Sobre la amistad entre mujeres

[Este texto se publicó en «Comadres», una fantástica investigación comentada sobre cómo el humor ha limpiado, fijado y dado esplendor a esa regla del patriarcado que nos convierte en enemigas de nosotras mismas y, sobre todo, de las demás. Es obra de Raquel Manchado, editora de Antorcha, y se puede comprar aquí].

De todos los secuestros que vivimos las mujeres en nuestro aprendizaje de la feminidad, puede que sea este el que más dolor nos produce. Más que el que nos quita el espacio, nos disminuye el sustento o nos niega la autoridad y la historia. Más incluso que el que nos expropia el cuerpo, al servicio de cualquier otra cosa que no seamos nosotras mismas. Militar en la feminidad tiene mucho que ver con odiarse, con reprimirse, con limitarse. Pero eso no es lo peor de la pedagogía de la feminidad. La pervivencia de esta cruel guerra contra nosotras mismas, un adoctrinamiento de género que abreva en el terror a lo distinto y en su utilidad política como herramienta de sumisión, es posible gracias a otra guerra mucho más artera, perversa y dañina, insoportable de todo punto y prueba de cómo las mujeres somos producidas por la violencia: la guerra contra las otras.

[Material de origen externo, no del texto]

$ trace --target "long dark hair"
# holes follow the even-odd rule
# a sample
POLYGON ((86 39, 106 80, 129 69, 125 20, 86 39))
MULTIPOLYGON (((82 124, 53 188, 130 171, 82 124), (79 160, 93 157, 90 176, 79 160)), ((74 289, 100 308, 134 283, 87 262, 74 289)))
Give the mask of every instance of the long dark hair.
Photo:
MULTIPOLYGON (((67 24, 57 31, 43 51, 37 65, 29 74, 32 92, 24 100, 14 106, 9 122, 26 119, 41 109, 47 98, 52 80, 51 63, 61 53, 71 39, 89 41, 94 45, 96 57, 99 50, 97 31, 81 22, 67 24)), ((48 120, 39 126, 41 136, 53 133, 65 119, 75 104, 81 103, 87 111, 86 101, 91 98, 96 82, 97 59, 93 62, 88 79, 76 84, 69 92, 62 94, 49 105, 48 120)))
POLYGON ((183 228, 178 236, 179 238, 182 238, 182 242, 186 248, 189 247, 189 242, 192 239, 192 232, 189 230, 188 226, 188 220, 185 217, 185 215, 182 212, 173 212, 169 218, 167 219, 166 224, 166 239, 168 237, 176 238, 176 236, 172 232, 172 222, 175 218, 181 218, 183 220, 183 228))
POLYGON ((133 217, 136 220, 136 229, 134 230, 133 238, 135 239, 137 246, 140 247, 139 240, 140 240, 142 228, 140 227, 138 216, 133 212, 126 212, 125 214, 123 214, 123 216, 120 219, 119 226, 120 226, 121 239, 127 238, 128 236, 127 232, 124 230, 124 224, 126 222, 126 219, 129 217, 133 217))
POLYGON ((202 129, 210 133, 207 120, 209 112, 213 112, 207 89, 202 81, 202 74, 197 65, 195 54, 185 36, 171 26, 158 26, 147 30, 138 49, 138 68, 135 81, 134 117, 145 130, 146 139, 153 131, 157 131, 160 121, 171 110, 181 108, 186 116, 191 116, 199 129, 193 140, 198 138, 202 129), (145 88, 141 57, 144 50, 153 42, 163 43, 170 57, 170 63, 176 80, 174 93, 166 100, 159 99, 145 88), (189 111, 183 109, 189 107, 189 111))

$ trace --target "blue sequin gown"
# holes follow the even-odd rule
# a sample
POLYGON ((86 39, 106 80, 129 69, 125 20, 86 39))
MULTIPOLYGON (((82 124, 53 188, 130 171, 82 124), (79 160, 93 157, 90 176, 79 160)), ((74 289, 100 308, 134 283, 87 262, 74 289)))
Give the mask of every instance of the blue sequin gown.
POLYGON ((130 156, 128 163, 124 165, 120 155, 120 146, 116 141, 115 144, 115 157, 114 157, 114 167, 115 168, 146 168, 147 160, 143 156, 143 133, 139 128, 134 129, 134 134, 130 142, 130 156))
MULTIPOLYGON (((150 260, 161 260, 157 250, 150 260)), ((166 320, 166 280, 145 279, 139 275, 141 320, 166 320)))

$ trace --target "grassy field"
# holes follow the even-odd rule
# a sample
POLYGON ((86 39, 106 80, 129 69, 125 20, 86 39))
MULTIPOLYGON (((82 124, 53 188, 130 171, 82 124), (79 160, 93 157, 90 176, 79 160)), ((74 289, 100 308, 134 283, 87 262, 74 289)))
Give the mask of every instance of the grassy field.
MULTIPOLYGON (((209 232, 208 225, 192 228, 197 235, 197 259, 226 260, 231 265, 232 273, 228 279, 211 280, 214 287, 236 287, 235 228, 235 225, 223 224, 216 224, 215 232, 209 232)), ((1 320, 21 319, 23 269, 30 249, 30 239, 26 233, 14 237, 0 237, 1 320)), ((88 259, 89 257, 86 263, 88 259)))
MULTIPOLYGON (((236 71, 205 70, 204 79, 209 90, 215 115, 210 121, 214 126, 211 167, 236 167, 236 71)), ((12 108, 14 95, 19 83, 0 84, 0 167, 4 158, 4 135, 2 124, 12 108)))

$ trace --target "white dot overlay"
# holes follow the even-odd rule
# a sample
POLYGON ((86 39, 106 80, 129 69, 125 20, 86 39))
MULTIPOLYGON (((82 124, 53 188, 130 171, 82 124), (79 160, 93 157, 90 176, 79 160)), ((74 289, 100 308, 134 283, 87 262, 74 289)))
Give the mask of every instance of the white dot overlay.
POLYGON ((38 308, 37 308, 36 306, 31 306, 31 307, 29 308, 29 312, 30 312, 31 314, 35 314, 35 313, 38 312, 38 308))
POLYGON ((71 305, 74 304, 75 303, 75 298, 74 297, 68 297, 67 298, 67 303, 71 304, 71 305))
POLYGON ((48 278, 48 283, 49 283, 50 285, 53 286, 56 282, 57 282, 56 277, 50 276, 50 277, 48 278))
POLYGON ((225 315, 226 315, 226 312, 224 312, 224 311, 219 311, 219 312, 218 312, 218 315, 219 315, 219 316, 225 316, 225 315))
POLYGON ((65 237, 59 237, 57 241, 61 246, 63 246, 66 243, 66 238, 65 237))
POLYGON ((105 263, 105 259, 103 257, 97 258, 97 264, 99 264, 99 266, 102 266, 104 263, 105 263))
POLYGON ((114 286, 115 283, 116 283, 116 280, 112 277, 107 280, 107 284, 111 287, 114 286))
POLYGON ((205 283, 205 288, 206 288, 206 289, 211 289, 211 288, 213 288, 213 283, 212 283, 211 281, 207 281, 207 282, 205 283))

En el primer capítulo de “Feud: Bette y Joan”, la serie de televisión que explora la terrible rivalidad entre Bette Davis y Joan Crawford, un periodista le pide a Olivia de Havilland (Catherine Zeta Jones) que explique los motivos de tan larga enemistad. Solo por esa frase de guión ya merece la pena la serie, un retrato tristísimo sobre la incapacidad de estas dos mujeres para reconocerse y apreciarse. «Feuds are never abour hate», explica la actriz. «They are about pain». «Las enemistades no tienen que ver con el odio, sino con el dolor». Dolor, aislamiento, privación, incomunicación. Tales son los valores que la cultura y especialmente el humor propagan mediante los relatos y chistes misóginos que nos pintan como chismosas, envidiosas y peligrosas para nuestras amigas. Las autoras de “The Social Sex: A History of Female Friendship”, Marilyn Yalom y Theresa Donovan Brown, explican que «casi todos los documentos que hablan de la amistad en los primeros 2.000 años de historia de la civilización occidental tienen que
ver con hombres».

La cultura quiere que veamos a las otras como competencia, no como aliadas; como amenaza, no como cómplices; como adversarias, no como cooperadoras. Se nos hurta, por razón de la feminidad, la posibilidad sanadora y emancipadora de la amistad: imposible confiar en la que se cree mala, envidiosa, cotilla, contrincante. Al ser configuradas por la ideología moderna como “idénticas”, una masa indistinta de cuerpos intercambiables, cualquier otra más guapa, más joven o más lista puede sustituirnos, quitarnos el sitio que nos valida socialmente, arrebatarnos el trabajo, el novio, el prestigio. Dicho de otra manera: los imaginarios simbólicos, especialmente los del humor que aquí se recopilan con tanto acierto, nos aíslan, nos dejan a merced de nuestro papel subalterno a los hombres y de una relación siembre bajo sospecha con nuestras iguales. Se nos niega la humanidad misma, si entendemos la existencia como el gozoso y libre discurrir de la vida a través de los lazos con los demás.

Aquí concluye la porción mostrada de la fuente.